PITCHFORK *** USA 2016 Dir: Glenn Douglas Packard. 94 mins
Choreographer Glenn Douglas Packard’s directorial debut is a stylish no-budget slasher film shot in 21 days on his family farm. Handsome Brian Raetz – a rare gay Final Boy – has just come out to his stern small town Dad over the phone, and brings seven friends as moral support for a visit to their country home. The typical irritating ensemble (cheating boyfriends, a loved-up pregnant couple, a chirpy slut) are butchered by an animalistic, fur-masked loon with the titular weapon embedded in the stump where his hand used to be.
This has a photogenic cast (with a couple of almost likeable characters amongst the cannon fodder) and a slick look, with advances in affordable 21st century filmmaking kit allowing for expansive aerial shots and atmospherically (over) lit shots of mist-enshrouded nocturnal cornfields.
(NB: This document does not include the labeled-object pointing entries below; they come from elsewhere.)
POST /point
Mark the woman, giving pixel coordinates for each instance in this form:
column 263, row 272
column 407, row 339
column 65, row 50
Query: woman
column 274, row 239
Packard scores some proficient suspense set pieces (notably an intense home invasion) and the predictable detour into TEXAS CHAINSAW family-that-slays-together territory is well done. It’s arguably overlong (a gratuitous barn dance hogs screen time) and the climactic kiss-off line is the clunkiest in recent memory, but slasher fans get their money’s worth and there’s something endearing about “Pitchfork”, a grunting in-bred psycho whose idea of flirting is to lick the face of a pretty girl before penetration.